Job Summary:
NVIDIA is a pioneer in accelerated computing, known for inventing the GPU and driving breakthroughs in gaming, computer graphics, high-performance computing, and artificial intelligence. The Senior GPU Supercomputer Scheduler Engineer will design and implement GPU compute clusters to support demanding workloads and improve scheduling features for AI and ML systems.
Responsibilities:
• Design and develop new scheduling features and add-on services to improve GPU compute clusters across many dimensions, such as resource usage fairness, GPU occupancy, GPU waste, application resilience, application performance and power usage.
• Design and develop batch workload management and orchestration services
• Provide support to staff and end users to resolve batch scheduler issues
• Build and improve our ecosystem around GPU-accelerated computing
• Performance analysis and optimizations of deep learning workflows
• Develop large scale automation solutions
• Root cause analysis and suggest corrective action for problems large and small scales
• Finding and fixing problems before they occur
Qualifications:
Required:
• Bachelor’s degree in Computer Science, Electrical Engineering or related field or equivalent experience
• 5+ years of work experience
• Strong understanding of batch scheduling, preferably with experience in schedulers such as SLURM or K8s batch schedulers (Kueue, Volcano, etc.)
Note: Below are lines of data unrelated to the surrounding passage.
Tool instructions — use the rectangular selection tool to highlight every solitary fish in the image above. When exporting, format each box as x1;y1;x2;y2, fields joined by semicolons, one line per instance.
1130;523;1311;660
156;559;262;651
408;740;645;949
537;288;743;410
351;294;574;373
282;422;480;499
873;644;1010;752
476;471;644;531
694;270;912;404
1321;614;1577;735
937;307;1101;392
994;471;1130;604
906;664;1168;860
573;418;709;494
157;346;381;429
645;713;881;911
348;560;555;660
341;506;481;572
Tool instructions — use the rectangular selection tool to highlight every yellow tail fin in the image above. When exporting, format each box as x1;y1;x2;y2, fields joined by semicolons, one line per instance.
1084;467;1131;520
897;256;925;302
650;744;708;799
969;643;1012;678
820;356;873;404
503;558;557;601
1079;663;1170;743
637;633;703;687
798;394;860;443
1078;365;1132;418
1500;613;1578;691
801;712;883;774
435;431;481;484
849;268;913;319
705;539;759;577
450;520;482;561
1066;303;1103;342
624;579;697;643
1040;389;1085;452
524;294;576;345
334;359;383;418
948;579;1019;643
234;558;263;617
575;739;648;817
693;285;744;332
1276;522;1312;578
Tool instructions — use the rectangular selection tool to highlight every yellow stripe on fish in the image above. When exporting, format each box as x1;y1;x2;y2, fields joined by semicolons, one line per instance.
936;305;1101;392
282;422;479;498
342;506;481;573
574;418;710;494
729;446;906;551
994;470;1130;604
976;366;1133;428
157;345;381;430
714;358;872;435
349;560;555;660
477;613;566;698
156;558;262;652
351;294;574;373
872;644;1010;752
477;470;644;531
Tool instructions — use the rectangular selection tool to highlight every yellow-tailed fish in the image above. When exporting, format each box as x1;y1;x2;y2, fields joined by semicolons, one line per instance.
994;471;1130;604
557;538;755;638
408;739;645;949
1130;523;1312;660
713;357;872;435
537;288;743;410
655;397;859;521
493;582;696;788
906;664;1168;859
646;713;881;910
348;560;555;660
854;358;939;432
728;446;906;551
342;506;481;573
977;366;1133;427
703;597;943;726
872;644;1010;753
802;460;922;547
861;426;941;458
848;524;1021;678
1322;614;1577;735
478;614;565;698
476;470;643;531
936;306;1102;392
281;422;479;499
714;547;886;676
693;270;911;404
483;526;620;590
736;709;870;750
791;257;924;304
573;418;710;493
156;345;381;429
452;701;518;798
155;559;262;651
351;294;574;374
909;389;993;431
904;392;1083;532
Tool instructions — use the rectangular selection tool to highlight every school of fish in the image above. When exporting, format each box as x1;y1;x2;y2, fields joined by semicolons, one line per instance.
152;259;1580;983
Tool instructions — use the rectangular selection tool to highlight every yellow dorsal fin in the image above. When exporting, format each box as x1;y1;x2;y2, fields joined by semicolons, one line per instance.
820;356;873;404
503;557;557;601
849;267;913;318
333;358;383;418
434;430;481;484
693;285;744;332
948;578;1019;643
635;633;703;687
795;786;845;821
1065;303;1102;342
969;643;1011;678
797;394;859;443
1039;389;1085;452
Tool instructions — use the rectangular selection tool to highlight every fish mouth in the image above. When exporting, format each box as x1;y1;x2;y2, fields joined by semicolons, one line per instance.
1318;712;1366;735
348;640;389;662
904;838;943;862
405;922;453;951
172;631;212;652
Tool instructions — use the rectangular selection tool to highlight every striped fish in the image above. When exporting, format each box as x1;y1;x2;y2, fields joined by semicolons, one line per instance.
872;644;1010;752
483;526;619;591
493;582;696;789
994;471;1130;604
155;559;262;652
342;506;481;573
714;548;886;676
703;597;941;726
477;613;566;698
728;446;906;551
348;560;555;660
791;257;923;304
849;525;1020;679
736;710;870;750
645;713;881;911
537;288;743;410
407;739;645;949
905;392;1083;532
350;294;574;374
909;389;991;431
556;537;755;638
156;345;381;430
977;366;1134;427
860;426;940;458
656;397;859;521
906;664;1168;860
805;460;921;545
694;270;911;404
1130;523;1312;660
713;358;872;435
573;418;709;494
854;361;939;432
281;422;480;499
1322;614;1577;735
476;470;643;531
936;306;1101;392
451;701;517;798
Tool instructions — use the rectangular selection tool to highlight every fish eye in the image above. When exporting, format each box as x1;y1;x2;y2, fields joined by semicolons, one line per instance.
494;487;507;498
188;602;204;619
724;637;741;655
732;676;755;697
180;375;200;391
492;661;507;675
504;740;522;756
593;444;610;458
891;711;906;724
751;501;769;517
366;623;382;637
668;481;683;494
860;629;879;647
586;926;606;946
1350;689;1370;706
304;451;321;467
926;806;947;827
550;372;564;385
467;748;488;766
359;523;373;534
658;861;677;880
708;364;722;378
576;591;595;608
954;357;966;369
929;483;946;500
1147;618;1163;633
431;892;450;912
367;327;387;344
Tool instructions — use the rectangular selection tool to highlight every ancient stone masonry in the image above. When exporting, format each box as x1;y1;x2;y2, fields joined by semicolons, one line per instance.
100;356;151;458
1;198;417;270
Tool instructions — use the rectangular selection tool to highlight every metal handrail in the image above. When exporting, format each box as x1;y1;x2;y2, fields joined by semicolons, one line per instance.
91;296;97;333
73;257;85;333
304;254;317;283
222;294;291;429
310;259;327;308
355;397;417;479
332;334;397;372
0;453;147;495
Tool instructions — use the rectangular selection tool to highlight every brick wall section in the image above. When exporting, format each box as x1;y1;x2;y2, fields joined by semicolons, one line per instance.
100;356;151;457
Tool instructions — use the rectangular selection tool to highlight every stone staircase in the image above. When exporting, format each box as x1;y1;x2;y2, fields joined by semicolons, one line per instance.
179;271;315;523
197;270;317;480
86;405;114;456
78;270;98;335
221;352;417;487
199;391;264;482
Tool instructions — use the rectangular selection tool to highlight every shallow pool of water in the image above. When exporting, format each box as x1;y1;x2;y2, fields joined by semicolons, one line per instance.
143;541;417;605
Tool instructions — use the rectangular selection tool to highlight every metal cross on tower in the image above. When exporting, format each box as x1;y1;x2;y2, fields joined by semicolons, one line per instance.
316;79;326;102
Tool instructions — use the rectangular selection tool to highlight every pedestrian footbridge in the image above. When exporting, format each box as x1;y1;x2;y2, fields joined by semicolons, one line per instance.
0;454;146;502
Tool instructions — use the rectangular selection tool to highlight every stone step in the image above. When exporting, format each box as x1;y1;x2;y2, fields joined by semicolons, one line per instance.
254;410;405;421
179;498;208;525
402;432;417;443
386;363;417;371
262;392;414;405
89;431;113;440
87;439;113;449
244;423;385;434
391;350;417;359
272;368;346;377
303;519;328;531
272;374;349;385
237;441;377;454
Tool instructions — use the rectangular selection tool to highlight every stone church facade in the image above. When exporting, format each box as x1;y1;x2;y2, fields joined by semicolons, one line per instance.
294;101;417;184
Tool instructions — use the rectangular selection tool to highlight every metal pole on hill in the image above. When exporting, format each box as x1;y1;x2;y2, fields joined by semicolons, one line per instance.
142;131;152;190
• Significant experience in systems programming languages such as C/C++ & Go as well as scripting languages such as Python and bash
• Established experience in Linux operating system, environment and tools
• Experience analyzing and tuning performance for a variety of AI workloads
• In-depth understanding of container technologies like Docker, Singularity, Podman
• Flexibility/adaptability for working in a dynamic environment with different frameworks and requirements
• Excellent communication, interpersonal and customer collaboration skills
Preferred:
• Knowledge in High-performance computing
• Open Source Software Contribution
• Experience with deep learning frameworks like PyTorch and TensorFlow
• Passionate about SW development processes
Company:
NVIDIA is a computing platform company operating at the intersection of graphics, HPC, and AI. Founded in 1993, the company is headquartered in Santa Clara, USA, with a team of 10001+ employees. The company is currently Late Stage.